We’ve all done it- we meet up with our friends, our family, or we even go to a lecture (you know, that place where we’re supposed to learn), and all we do is sit there on our phones. It’s not because we’re being rude, it’s an addiction. And according to Seventeen, there’s actually a name for it- ‘phubbing’ or Phone Snubbing.
To those who, like me, did not know what snubbing is:
to insult someone by not giving them any attention or treating them as if they are not important.
GIGS, EVENTS AND YOUR MOBILE PHONES
Not too long ago, I went to a gig and saw my favourite band who I had waited years to see. Admittedly, I filmed snippets throughout the night so that I could go home and rewatch them in my bed and cry because I wish I was there again…

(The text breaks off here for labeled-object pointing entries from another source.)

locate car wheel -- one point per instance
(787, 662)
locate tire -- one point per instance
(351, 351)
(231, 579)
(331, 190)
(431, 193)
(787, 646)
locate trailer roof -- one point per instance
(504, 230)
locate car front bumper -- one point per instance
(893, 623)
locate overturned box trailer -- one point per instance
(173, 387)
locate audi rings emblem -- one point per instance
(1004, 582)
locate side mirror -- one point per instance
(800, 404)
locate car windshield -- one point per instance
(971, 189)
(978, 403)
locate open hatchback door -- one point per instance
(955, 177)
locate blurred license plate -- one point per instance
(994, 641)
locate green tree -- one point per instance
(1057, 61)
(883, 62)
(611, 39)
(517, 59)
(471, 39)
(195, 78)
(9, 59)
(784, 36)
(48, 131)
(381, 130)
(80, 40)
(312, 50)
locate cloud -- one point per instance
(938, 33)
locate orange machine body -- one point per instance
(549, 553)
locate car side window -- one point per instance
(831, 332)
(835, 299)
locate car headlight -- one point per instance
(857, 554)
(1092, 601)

However, this is something that is causing a lot of controversy, but why is that? Take Green Day, for example. The famous (and utterly brilliant) punk rock band told The Daily Star “You can take your picture but let’s have eye contact, let’s have a human experience right now you can’t capture on a cell phone. Why would you want to listen to your favourite song going like this [holds arm in air] when you can just hear it right in front of you? I feel like a little more human contact is good.”
I passed this question to Facebook, where someone replied “Honestly, I hate phones at gigs. Rather than engaging in the support bands or even the headline, so many people are snapchatting or looking down at their phones. As a performer, I find it f***ing ridiculous the amount of phones I see at shows and it also really knocks musicians confidence too.”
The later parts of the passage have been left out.